In recent articles, you’ve alluded to the possibility that an MBA no longer provides a career advantage, let alone is a necessary prerequisite to success. Why is that?

For anyone not climbing the Fortune 500, it’s an albatross. It creates a huge debt. It won’t open many doors unless you’re in the Fortune 500. In fact, it closes doors because you have to get a job that allows you to pay the debt. If nothing else, b- school only prepares you for high paying jobs. Careers are more dynamic and must be more accommodating to personal lives. You don’t want to be tied to a job because of debt, and a MBA puts you at a disadvantage right out of the gate.

You’ve encouraged your readers to learn by doing. MBA educators would counter that their programs teach high-level thinking skills employing a range of methodologies and scenarios. Where does each philosophy potentially fall short?

There’s no evidence that high-level thinking skills will get you a better job. There’s no evidence that an MBA will make you a better thinker. There is lots of evidence that an MBA means you’re a lousy entrepreneur. Entrepreneurs require risk taking and ingenuity. MBAs are more likely to follow rules. There’s no evidence – outside of Top 10 schools – that MBAs do better in their lives. The Top 10 only does better if you go there at the beginning of your career. And going $150K in debt for a MBA program is preposterous.

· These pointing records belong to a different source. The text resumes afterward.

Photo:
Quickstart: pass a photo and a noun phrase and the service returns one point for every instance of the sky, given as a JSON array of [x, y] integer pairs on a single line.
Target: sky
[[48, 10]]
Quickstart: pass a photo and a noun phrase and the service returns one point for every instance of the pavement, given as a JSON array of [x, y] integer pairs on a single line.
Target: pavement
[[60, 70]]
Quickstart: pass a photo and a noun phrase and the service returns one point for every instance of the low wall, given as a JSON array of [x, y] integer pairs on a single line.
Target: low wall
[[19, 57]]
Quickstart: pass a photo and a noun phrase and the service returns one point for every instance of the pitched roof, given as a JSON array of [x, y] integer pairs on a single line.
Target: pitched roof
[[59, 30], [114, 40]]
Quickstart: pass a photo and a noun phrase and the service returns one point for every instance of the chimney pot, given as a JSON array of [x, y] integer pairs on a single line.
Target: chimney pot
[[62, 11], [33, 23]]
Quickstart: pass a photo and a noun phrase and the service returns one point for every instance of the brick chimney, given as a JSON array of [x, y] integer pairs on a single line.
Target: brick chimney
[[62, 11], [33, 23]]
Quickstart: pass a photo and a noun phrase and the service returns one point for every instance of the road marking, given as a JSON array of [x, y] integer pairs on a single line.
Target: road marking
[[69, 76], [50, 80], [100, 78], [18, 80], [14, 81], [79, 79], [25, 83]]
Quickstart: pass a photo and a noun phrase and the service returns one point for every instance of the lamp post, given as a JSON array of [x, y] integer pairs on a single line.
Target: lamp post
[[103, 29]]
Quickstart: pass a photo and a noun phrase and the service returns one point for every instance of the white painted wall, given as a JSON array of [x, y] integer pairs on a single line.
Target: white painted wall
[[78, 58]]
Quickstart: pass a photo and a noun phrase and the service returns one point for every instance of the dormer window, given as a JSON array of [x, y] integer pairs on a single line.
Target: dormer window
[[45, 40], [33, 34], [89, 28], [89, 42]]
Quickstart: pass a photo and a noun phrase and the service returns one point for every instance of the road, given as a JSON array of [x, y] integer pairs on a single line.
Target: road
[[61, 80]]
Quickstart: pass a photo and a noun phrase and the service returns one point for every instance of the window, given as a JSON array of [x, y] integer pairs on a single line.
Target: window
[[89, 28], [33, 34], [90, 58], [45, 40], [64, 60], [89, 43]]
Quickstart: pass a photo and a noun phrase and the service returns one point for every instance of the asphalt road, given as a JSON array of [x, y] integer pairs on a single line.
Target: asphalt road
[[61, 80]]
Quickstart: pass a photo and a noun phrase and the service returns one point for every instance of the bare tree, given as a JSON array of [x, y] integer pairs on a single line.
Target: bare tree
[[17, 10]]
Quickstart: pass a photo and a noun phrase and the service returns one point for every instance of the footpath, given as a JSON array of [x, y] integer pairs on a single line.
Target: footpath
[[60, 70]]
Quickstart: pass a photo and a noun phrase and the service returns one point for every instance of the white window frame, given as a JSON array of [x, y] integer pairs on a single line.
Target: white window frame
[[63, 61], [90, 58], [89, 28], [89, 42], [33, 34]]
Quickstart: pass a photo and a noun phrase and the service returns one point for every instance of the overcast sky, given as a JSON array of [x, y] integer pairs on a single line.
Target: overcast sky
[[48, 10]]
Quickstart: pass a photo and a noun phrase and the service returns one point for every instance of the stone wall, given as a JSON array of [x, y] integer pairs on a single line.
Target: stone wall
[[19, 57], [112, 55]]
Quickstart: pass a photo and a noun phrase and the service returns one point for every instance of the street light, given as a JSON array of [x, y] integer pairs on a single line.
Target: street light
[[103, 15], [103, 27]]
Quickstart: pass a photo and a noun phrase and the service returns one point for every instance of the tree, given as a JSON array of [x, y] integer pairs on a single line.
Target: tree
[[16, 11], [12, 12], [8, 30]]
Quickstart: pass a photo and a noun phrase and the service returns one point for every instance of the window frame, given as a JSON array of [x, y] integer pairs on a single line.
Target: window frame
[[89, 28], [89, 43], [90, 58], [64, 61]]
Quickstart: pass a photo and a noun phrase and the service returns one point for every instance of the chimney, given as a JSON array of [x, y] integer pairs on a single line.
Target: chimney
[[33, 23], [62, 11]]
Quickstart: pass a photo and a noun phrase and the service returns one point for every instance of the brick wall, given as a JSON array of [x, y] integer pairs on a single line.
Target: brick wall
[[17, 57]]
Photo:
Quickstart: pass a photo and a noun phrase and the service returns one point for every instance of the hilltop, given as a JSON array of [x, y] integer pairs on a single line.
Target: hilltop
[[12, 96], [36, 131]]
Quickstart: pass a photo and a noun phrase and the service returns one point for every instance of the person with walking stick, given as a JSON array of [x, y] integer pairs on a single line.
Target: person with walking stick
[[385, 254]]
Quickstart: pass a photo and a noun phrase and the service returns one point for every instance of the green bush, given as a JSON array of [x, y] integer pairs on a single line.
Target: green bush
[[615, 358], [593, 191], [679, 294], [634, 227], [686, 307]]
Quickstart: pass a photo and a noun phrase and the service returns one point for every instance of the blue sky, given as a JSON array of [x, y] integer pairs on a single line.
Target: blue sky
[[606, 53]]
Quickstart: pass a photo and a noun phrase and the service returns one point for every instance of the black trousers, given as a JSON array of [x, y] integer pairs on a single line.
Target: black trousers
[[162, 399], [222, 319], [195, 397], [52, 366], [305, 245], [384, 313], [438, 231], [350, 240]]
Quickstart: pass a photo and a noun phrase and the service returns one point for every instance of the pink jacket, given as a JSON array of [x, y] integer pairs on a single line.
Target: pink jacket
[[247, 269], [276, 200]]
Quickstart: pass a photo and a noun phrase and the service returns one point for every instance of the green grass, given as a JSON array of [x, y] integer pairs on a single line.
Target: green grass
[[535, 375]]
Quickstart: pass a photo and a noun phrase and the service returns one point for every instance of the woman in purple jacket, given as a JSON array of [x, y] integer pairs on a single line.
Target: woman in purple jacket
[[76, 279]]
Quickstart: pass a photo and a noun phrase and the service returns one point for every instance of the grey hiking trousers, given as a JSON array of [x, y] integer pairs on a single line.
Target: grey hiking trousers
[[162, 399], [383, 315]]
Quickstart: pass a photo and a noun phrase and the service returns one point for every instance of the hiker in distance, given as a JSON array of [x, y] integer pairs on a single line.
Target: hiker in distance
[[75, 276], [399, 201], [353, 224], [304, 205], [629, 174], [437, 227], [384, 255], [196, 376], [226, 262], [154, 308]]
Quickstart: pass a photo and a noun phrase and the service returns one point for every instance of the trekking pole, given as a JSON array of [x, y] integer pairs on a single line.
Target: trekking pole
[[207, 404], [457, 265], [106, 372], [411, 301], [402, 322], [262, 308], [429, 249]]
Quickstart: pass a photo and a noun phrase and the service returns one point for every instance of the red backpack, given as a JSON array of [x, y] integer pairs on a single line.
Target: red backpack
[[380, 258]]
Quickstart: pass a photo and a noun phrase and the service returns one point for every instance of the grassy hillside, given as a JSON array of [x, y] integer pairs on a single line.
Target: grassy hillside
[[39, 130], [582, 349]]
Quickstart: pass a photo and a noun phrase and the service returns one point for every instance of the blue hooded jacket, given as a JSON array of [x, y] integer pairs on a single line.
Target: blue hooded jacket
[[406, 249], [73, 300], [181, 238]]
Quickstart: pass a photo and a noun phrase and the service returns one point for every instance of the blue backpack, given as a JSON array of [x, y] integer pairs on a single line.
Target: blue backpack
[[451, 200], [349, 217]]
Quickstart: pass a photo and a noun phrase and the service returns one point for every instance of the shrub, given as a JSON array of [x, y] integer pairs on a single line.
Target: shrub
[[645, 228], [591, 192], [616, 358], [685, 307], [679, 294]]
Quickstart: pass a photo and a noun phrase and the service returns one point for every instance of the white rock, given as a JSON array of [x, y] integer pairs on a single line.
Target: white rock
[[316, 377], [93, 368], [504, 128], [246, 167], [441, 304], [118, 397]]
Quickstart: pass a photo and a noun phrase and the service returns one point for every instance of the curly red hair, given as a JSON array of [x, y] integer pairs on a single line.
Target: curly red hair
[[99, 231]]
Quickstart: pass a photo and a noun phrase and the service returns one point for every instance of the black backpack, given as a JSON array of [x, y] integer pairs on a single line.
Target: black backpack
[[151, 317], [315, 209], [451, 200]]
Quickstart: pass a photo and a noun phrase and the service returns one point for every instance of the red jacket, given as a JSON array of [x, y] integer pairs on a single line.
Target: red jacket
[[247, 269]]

You’ve mentioned that B-school sometimes attracts individuals who are lost, uncertain, lacking a plan or pushing off the inevitable. How can students know if they are pursuing MBAs for the right or wrong reasons? What career or passion tests would you encourage them to take to find out?

You can’t get into a Top 10 school without a plan. And business school is completely ineffective if you don’t have a plan. The Top 10 won’t even let you in without plan. But if you’re not in Top 10, it won’t matter; it’s a moot point. You’re better off working, going to night school to get the degree.

What population segments or career paths do you see still benefiting from a MBA…and why?

That’s so important. You need to graduate business school and go into the workforce before you have kids. For women, this is a problem. Schools like to see you have work experience and you have a good plan. If you go in at 26 and you’re a woman, you don’t have time to leverage the degree and have kids. That’s why the Top 10 are letting women in earlier than men. But forgot it if it’s later than 29.

If you can’t get into the Top 10, don’t go. If you didn’t get a 700 GMAT, don’t go. If you haven’t done anything amazing between the ages of 20-25, forget it. There are so many people splitting hairs and unsure. It doesn’t matter. You don’t have a chance to get in. The world is hard. Getting a job is hard. Should I get an MBA? That’s like asking if you should date a model or Nobel Prize winner. Forget it. It’ll never happen. It’s all a pretend conversation.